In the clearest sign yet of how quickly the funding is disappearing risk of the loans that helped fuel the housing boom, nervous creditors forced New Century Financial Corp., the second largest subprime mortgage lender, to stop doing new loans.
The Irvine, Calif., company, which has been affected by rising defaults on its subprime mortgage loans - mortgage loans to borrowers with weak credit - said it has been in talks with its creditors to “identify ways to address their concerns “And get more money in the short term. However, added that “there can be no assurance that these efforts succeed.”
Yesterday, people close to the matter said New Century received additional funds from one of its largest creditors, investment bank Morgan Stanley. Despite this, the company mounting ills intensified speculation that it may be forced to seek protection from creditors under Chapter 11 of the Federal Bankruptcy Code unless it can find a suitor or sell assets soon.

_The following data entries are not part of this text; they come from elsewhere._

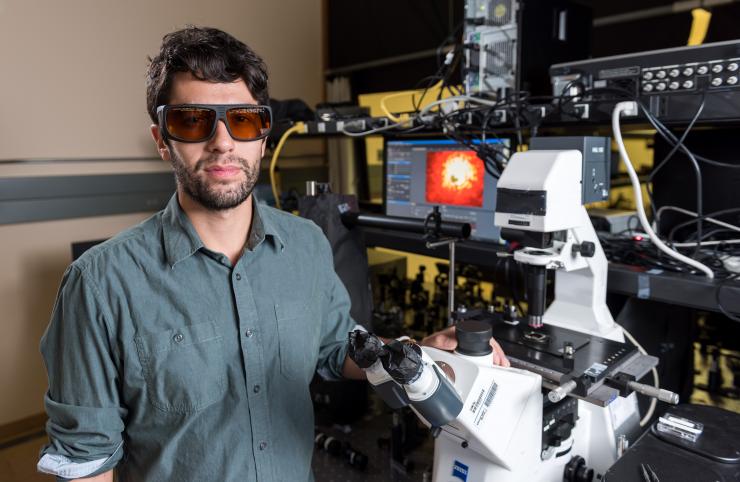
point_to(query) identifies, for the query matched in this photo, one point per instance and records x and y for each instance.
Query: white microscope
(566, 408)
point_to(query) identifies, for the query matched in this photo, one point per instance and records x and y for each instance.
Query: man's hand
(445, 340)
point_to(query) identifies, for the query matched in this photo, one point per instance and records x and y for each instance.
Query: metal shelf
(665, 287)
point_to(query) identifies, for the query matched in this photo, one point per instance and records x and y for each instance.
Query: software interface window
(423, 173)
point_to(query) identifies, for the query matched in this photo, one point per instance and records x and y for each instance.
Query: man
(182, 349)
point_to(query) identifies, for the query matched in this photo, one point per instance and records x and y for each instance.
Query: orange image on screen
(455, 177)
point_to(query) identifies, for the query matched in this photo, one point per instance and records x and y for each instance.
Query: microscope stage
(541, 351)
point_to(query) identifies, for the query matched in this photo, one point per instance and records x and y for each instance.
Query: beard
(215, 195)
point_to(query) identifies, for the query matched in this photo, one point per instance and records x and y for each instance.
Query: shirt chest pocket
(295, 339)
(184, 367)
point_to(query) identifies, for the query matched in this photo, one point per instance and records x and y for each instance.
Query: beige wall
(61, 63)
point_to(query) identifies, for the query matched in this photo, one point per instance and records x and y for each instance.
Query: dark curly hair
(209, 54)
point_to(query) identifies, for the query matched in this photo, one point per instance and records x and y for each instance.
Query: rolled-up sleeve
(336, 323)
(85, 423)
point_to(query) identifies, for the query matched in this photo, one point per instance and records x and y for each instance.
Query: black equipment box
(670, 82)
(713, 457)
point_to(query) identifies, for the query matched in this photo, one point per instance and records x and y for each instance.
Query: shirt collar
(182, 241)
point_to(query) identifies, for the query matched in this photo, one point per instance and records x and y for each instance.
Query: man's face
(219, 173)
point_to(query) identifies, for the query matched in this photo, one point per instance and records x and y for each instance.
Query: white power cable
(653, 401)
(631, 107)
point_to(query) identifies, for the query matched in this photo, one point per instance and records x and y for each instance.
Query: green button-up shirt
(171, 364)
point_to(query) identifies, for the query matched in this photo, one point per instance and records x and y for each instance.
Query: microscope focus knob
(586, 248)
(473, 338)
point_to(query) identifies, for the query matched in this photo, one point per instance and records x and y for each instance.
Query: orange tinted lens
(190, 123)
(249, 122)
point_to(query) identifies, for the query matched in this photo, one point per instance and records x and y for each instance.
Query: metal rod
(451, 283)
(446, 228)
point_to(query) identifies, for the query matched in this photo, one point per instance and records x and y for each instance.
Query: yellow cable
(396, 118)
(298, 127)
(699, 26)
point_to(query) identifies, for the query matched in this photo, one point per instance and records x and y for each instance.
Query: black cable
(668, 157)
(714, 214)
(667, 134)
(718, 298)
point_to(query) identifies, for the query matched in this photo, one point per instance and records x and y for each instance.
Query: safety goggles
(197, 122)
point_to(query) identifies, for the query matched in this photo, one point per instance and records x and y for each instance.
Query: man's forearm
(104, 477)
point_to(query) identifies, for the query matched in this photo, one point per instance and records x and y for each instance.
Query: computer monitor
(423, 173)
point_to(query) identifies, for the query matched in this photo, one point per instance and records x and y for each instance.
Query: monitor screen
(423, 173)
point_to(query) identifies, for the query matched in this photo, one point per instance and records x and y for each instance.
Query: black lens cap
(473, 337)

A former executive of New Century said that the company’s best option might be to try to sell its services business, which collects payments and handles other administrative tasks on loans outstanding, and its mortgage portfolio. Since September 30, the company reported that its portfolio amounted to U.S. $ 14 million.
A New Century spokeswoman declined to comment on the possibility of a bankruptcy filing or asset sales.
At 4 hours composite trading on the New York Stock Exchange, New Century shares fell 1.29 dollars, or 25%, to $ 3.87, which the company a market value of about $ 215 million. The population has fallen by 73% since last Friday, when it closed at 14.65 dollars.